Just wondering what kind of birds are nesting in a field of tall grasses and wild carrot.
I need to get this field mowed and plowed as soon as i can so thought i would check to see when chicks have left the nests. Can't tell you much about what they look like because they fly away before i get close enough.. would i be right to assume chicks could be there for at least a few more weeks?


----------



## Darren (May 10, 2002)

Do they make a sound like ki-ki-ki? When flying do they have sort of sharp pointed wings?


----------



## primal1 (Aug 22, 2003)

I couldn't tell you for sure because when i noticed them there was a mower and a weedeater working in the background. I will probably head back there tomorrow or wednesday so thank you for giving me something to pay attention to, hopefully i'll get some more details to help id them


----------



## katy (Feb 15, 2010)

Around me, it could be turkey, ring neck pheasant and dove. Possibly others that I've not seen or heard.


----------



## Taylor R. (Apr 3, 2013)

We get killdeer around here that nest in the grass, and they're very protective of their nests. I'm not sure how far they range, though.


----------



## primal1 (Aug 22, 2003)

Oh sorry katy, the size i do know(roughly), maybe as small as finch.. i really don't know birds that well!


----------



## Darren (May 10, 2002)

Not a Kildeer if finch sized.


----------



## Bearfootfarm (Jul 13, 2006)

What makes you think they are nesting rather than just feeding?


----------



## primal1 (Aug 22, 2003)

I didn't have time to investigate but the owner of the property told me they were nesting.. really wish i had got the chance to cut it weeks ago since all the wild carrot is going to seed


----------



## JasoninMN (Feb 24, 2006)

Numerous sparrow species nest on the ground. Problem is they raise multiple cutches year. It doesn't matter when you cut there will be babies on the ground.


----------



## primal1 (Aug 22, 2003)

oh dear lol.. well i won't be mentioning that to the property owner.. He usually waits till September to cut it, that could be why the wild carrot has spread so badly on his land.


----------



## Micheal (Jan 28, 2009)

In the tall grass down by the road I had to wait for a pair of red-winged blackbirds to raise their young and move on before I brush-hogged the area. The bird is black in color except for a splash of red on their shoulder, maybe 7-9 inches long, and protective of the nest. Their whole process of egg laying to the young leaving the nest only took about 30 days so it didn't delay me as much as the weather did.....:grit:


----------



## fishhead (Jul 19, 2006)

Did you find the redwinged blackbird nest?
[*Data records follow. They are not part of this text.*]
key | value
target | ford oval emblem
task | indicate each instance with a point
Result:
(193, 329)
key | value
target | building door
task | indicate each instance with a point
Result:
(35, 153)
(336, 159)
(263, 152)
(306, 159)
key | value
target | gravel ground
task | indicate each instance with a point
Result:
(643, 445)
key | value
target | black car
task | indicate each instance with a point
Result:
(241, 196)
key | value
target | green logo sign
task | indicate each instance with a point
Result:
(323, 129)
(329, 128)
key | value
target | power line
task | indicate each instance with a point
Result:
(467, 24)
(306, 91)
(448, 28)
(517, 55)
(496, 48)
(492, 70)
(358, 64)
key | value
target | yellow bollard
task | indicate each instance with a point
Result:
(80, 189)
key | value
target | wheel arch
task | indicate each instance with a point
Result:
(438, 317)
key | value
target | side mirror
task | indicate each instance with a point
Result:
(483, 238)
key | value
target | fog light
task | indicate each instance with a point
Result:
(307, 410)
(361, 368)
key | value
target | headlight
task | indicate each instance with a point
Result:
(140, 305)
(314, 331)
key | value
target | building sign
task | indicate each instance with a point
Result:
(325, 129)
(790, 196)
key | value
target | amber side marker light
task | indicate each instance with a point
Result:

I've found them built out of cattails and they are really neat. They must make them out of tall grass stems too.


----------



## Micheal (Jan 28, 2009)

Sorry for the delay in answering...
Yea, found the nest, saw the eggs, and got dive-bombed by the pair of expective parents.......  
Then left them alone cause of it being in the tall grass I didn't want to leave a pathway for other critters to find it also. 
Think though the best nest I've found is a humming birds nest - not that it was special or anything just the size of it amazed me... tiny tiny tiny......


----------



## primal1 (Aug 22, 2003)

I went yesterday and couldn't see any birds even flying out of the field. The Wild carrot is about 5-6 feet high now so i didn't bother trying to walk though it lol.. I'm guessing if i only mow by the end of the month i should be ok since the robins are almost done their second round of laying... will be back soon so maybe i will get luckier and see some birds.. Thanks for all the help anyway!


----------